Por Elpida Nikou e Joana Moncau*, em Repórter Brasil

A mensagem chegou mais de uma vez. Tanto pelo Whatsapp quanto pelo rádio que é usado para a comunicação entre as comunidades. O recado era claro: a paciência tinha se esgotado e eles não iriam mais tolerar aqueles que estivessem à frente da luta. Iriam matá-los. Embora não fosse a primeira vez que Kabaiwun Munduruku recebia uma ameaça de morte, desta vez era diferente.

Mesmo tendo apenas 33 anos, Kabaiwun (antes conhecida por Leusa) já sentiu a vida sob perigo diversas vezes por sua atuação como liderança indígena. Ela tem sido uma importante resistência frente às inúmeras ofensivas que o território do seu povo sofre, especialmente contra o garimpo. Os Munduruku são uma das maiores etnias do país, com territórios ao longo do Tapajós, na bacia que liga a floresta Amazônica ao Cerrado, nos estados do Pará, Amazonas e Mato Grosso. Além de sofrer com a extração ilegal de madeira e dos grandes projetos do governo, a região é hoje um dos principais alvos de extração de ouro no país. As denúncias de Kabaiwun para impedir esses projetos provocaram a indignação de um grupo de Munduruku a favor do garimpo em território indígena.

Apesar das diversas ameaças, foi a primeira vez que Kabaiwun juntou alguns pertences e, com seus cinco filhos e seu neto, deixou sua casa em seu território. “Minha mãe chorou”, lembra Kabaiwun, amargamente, de quando teve de deixar seus pais para trás na aldeia. “Foi muito difícil para mim, deixar minha comunidade. Mas decidi sair para pensar no que mais posso fazer. Tenho filhos, tenho uma terra para cuidar e não posso parar a luta”. 

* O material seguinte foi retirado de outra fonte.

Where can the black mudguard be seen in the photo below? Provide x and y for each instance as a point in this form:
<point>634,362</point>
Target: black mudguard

Kabaiwun não é a única a receber ameaças. “Vejo carros me seguindo, eles tentaram entrar em minha casa ano passado. Estou muito triste, mas não posso ficar calada. Não posso fechar os olhos para toda essa destruição. Não posso parar”, disse Alessandra Korap Munduruku, outra líder indígena Munduruku que sente que sua vida está em risco.

Hoje, essas duas mulheres estão entre as principais porta-vozes da defesa do território Munduruku. Os conflitos internos entre os mais de 14 mil indígenas da etnia – divididos em mais de uma centena de aldeias – por conta do garimpo no território são antigos. No entanto, a atual conjuntura deu força e projeção ao grupo de indígenas dedicados à extração mineral. 

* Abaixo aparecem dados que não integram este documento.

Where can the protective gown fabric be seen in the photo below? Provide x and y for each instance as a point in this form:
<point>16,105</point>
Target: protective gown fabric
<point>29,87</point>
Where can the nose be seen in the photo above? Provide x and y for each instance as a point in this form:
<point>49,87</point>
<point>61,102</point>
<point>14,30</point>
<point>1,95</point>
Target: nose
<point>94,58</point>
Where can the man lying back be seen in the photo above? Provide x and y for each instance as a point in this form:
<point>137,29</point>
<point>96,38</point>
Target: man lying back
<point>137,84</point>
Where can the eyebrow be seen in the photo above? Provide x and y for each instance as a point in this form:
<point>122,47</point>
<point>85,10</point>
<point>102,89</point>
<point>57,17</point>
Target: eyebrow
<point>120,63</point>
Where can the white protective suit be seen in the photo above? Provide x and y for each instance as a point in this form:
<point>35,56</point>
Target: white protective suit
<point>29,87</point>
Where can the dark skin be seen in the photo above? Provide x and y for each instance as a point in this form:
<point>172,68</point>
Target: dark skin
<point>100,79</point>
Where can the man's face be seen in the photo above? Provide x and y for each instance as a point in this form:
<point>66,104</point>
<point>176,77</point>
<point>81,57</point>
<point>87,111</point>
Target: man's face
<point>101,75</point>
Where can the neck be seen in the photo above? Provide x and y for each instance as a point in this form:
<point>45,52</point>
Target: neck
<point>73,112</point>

O pano de fundo do acirramento dessas tensões é claro. Ao mesmo tempo em que o preço do ouro tem atingido recordes históricos durante a pandemia, o governo federal segue defendendo a mineração em terras indígenas – até o momento, a atividade é praticada às margens da lei. Em fevereiro do ano passado, o presidente Jair Bolsonaro (sem partido) enviou ao Congresso o projeto de Lei 191/2020, que pretende legalizar essa atividade. 

Uma minoria, formada principalmente por homens

Kabaiwun nasceu e foi criada no Alto Tapajós, onde viu a febre pelo ouro começar a arder. “Os jovens de hoje só querem ouro. É muito triste, e a cada dia aumenta”. Ela diz que a ganância está ganhando cada vez mais gente nas comunidades e lamenta que a cultura do seu povo esteja se perdendo. Por isso, dedica-se a informar sobre os impactos do garimpo. 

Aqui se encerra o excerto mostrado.